Por entender que a recuperação econômica será lenta, o mercado projeta uma inflação de 3,11% para 2021, segundo o último Boletim Focus. Kanczuk admitiu, por sua vez, que essa projeção ainda vai subir um pouco, devido à recente alta de preços. E reconheceu que, se esse choque inflacionário durar mais do que o esperado e essa expectativa subir demais, o BC pode ter que rever a política monetária, já que a meta de inflação é de 3,75% para 2021. "Se isso fizesse que a inflação do Focus grudasse na meta, aí a cláusula do forward guidance cai. Aí ele cai e entra em jogo de normalidade a política monetária", analisou.

Na pandemia de covid-19, o Comitê de Poítica Monetária (Copom) do BC adotou o forward guidance, garantia que representa uma prescrição futura de juros, para assegurar ao mercado que os juros não serão elevados se as perspectivas de inflação seguirem ancoradas e o regime fiscal continuar firme. Na ata da última reunião, contudo, o Copom voltou a avaliar a manutenção do forward guidance. O Comitê anunciou, então, que as expectativas de inflação continuam ancoradas, mas elevou o tom em relação ao fiscal. Segundo o Comitê, um desajuste fiscal pode provocar a retirada do forward guidance mesmo se não representar uma queda do teto de gastos.

Nesta sexta-feira, Kanczuk explicou que um desajuste fiscal poderia levar o país a uma situação parecida com uma estagflação. Ele argumentou que, no entendimento do BC, uma expansão fiscal descontrolada, que coloque em risco a sustentabilidade da já elevada dívida pública, elevaria ainda mais a curva de juros e o dólar porque aumentaria as incertezas do mercado sobre as contas públicas brasileiras. Logo, também reduziria a atividade econômica e elevaria a inflação. "Pode ser uma palavra forte, estagflação, mas é nessa direção de mais inflação e menos atividade econômica", alertou.
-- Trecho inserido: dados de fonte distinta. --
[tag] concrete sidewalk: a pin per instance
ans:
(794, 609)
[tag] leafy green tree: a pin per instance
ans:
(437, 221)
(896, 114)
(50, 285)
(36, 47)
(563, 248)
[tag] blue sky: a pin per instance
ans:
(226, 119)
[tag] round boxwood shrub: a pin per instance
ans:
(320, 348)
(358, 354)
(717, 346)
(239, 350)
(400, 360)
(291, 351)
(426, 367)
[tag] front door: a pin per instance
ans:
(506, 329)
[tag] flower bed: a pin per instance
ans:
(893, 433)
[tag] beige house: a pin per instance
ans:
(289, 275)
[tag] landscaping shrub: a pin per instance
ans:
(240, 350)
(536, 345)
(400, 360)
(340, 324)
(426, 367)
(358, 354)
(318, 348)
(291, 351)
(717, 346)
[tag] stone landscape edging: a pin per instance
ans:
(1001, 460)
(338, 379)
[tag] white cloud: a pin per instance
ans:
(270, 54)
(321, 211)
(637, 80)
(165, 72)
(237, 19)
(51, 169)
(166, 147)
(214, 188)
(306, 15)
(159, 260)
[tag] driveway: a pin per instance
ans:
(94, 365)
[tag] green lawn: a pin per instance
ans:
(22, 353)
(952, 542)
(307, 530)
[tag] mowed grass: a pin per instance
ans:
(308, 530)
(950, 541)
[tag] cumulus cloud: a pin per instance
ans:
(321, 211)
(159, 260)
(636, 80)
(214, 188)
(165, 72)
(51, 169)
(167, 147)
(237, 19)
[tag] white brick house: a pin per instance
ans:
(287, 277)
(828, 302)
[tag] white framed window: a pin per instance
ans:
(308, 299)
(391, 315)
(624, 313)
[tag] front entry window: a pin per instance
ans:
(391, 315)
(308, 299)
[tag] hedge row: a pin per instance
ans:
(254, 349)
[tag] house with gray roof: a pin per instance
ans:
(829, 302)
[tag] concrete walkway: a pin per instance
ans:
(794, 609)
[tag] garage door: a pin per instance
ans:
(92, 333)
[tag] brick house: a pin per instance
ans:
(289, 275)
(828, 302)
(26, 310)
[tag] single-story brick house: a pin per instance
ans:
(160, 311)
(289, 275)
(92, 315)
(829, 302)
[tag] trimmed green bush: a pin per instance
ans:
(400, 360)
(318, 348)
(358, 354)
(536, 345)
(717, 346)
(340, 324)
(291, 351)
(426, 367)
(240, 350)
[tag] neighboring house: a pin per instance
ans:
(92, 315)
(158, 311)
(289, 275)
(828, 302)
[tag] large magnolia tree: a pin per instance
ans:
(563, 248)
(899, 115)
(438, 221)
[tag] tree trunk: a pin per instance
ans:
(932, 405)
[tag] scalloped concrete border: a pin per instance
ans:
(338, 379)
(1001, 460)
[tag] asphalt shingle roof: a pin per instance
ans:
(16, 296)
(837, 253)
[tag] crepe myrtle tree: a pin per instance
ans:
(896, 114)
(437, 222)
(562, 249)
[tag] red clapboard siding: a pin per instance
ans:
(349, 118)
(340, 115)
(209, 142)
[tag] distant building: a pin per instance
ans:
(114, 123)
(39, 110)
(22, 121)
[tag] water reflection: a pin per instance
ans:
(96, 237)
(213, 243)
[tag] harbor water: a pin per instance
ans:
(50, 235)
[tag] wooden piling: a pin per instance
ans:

Por conta disso, o BC vem dizendo que o risco fiscal pode elevar a inflação e os juros. E Kanczuk reforçou o recado da ata do Copom que esse desajuste fiscal pode ocorrer mesmo em uma situação em que o teto de gastos é mantido. Ele lembrou que, no dia em que veio à tona a possibilidade de os precatórios financiarem o Renda Brasil, a curva de juros já reagiu ao risco fiscal, inclusive na parte curta, dos juros de até dois anos. E avisou: "Isso sim tem haver com o efeito de eliminar o efeito do forward guidance. O mercado entendeu que, se romper a estrutura fiscal, acabou o forward guidance. Não é mecânico, não é que vai levar à elevação dos juros. Mas aí a possibilidade se abre".